Keeping a Training Job Running

You can only log in to Cloud Shell when the training job is in Running state. This section describes how to log in to a running training container through Cloud Shell.

Using the sleep Command

  • For training jobs using a preset image

    When creating a training job, set Algorithm Type to Custom algorithm and Boot Mode to Preset image, add sleep.py to the code directory, and use the script as the boot file. The training job keeps running for 60 minutes. You can access the container through Cloud Shell for debugging.

    Example of sleep.py

    import os
    os.system('sleep 60m')
    Figure 1 Using a preset image
  • For training jobs using a custom image

    When creating a training job, set Algorithm Type to Custom algorithm and Boot Mode to Custom image, and enter sleep 60m in Boot Command. The training job keeps running for 60 minutes. You can access the container through Cloud Shell for debugging.
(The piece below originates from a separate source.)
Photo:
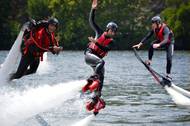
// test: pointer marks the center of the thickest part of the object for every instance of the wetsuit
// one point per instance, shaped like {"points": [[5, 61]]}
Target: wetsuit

    Figure 2 Using a custom image

Keeping a Failed Job Running

When creating a training job, add || sleep 5h at the end of the boot command and start the training job. Run the following command:
cmd || sleep 5h

If the training fails, the sleep command is executed. In this case, you can log in to the container image through Cloud Shell for debugging.

To debug a multi-node training job in Cloud Shell, you need to switch between worker-0 and worker-1 in Cloud Shell and run the boot command on each node. Otherwise, the task will wait for other nodes to join.